“Don’t F-cking Leave”: How Neo-Nazis and White Supremacists Trap Their Followers in the Movement Forever

There’s a lot of debate over what to call the loosely connected group of people working to make America more racist: white supremacists, white nationalists, white power advocates, professional racists, neo-Nazis, the alt right, the dissident right. None of these terms are perfect, and many originated in racist slogans coined decades ago.

I prefer “nazis”—lowercase, like a generic drug, to cover all their ideologies, and to distinguish them from Germans in the 1930s and ’40s and skinheads in the ’90s. What they want is more white power. What they are defending is white male supremacy.

What those inside it call it is “the movement.” All of them. The ones who resent it, the ones who think they’re above it, the ones who quit. They speak of it as though it is a sentient blob. Another word for it might be “cult.”

“The movement is angry with me,” Richard Spencer, its most infamous leader, told me after my interview with him aired on television. “The movement’s been propelled by insecurity,” said Matt Parrott, who’d been part of it since 2008 and was one of the organizers of the Unite the Right rally in Charlottesville in 2017. His longtime collaborator, Matthew Heimbach, began a backstory with the disclaimer, “If movement lore is to be believed…,” Jeff Schoep, who ran a neo-Nazi group for almost three decades, answered most of my questions with the preface, “When I was in the movement…” They talk about their “movement friends” and their “non-movement friends,” if they have any. There are movement parties and movement funerals.

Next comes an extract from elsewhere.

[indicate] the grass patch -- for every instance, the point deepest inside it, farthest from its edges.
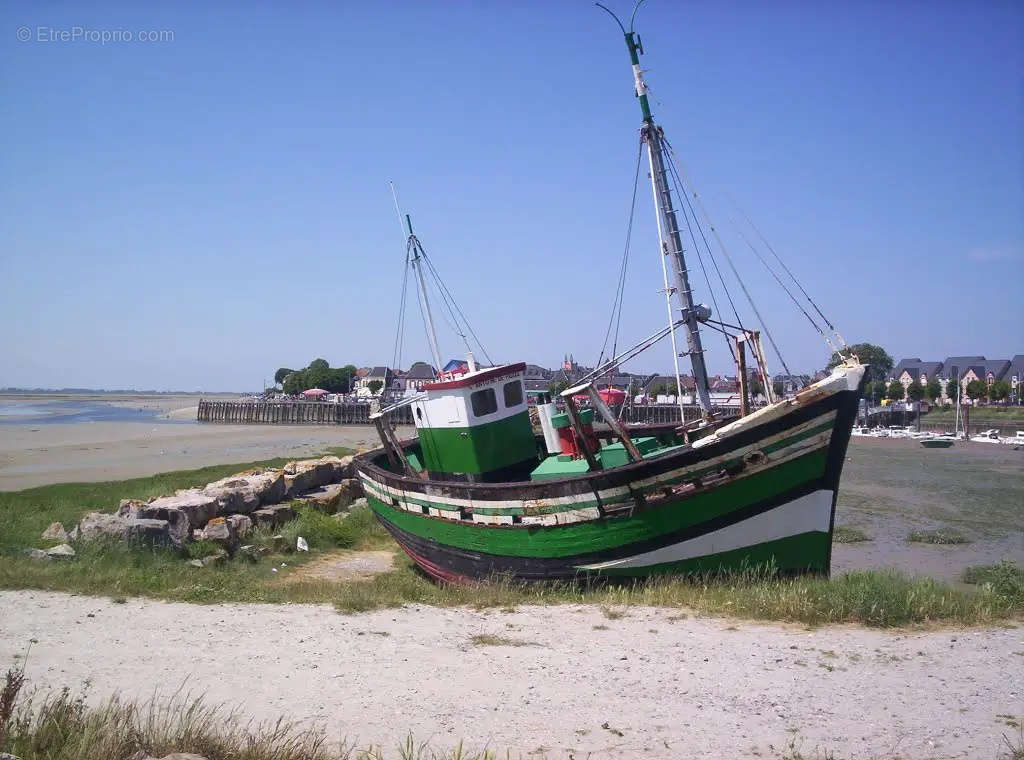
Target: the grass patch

You can dabble in racism, hang out on racist websites, read fascist literature, and later come back to the normal world, but when you use your real name in the movement you have passed the point of no return. You can quit, but you can’t leave. No one will forget what you’ve done. The movement takes away your friends and gives you new ones, but they don’t really like you, and they’ll turn on you the moment you become a liability, or “cringe,” an embarrassment. After the movement ruins you, it will laugh at you. You deserve it. You were never really good enough, but the movement had fun while it lasted, You, of course, did not.

At the center of the movement is a group of old men. The old men provide the money—but there is never enough money to do much of anything, and the old men are always pushing the young men to find a new source. When the wealthy inventor Walter Kistler developed an interest in race science in his later years, one of his aides told me a significant part of his job was to stand between Kistler and the grifters who wanted to extract money from him. “He was like a childlike genius—brilliant, but naïve, easily manipulable,” the aide said. “We were basically all policemen…because Walter’s checkbook would be in his pocket and whoever walked in, he said, ‘Okay, here is a check.’”

The old men offer validation. They have overlapping clubs and conferences, and when a young man gets an invitation, it’s a sign he has promise. One of those old men was Bill Regnery, whose uncle founded an important conservative book publisher that bore his name, and whose grandfather was a member of the America First Committee, created to keep the U.S. out of World War II. Regnery did not have much of his own mainstream success. He’d been pushed out of his family’s textile business in the 1980s and removed from the board of the conservative Intercollegiate Studies Institute in the 2000s. But within the movement, he was elite. In 2015, Regnery emailed friends in the movement that he was “flabbergasted” that mass murderer Dylann Roof’s manifesto showed so much intelligence: “Based on Roof’s essay he is the kind of youth we could have invited to a meeting.”

The meeting would have been with the Charles Martel Society (CMS), one of the old men’s clubs. Members are not supposed to talk about CMS publicly. When, in March 2017, a BuzzFeed reporter asked if CMS was a secret society, members debated over email whether they should say “It is not a secret society,” or if saying it wasn’t a secret society made it seem even more like a secret society. Regnery settled on “The Charles Martel Society is a private but not secret organization.” However, when the story was published a few months later, member Kevin MacDonald was quoted saying, “It’s a secret society.”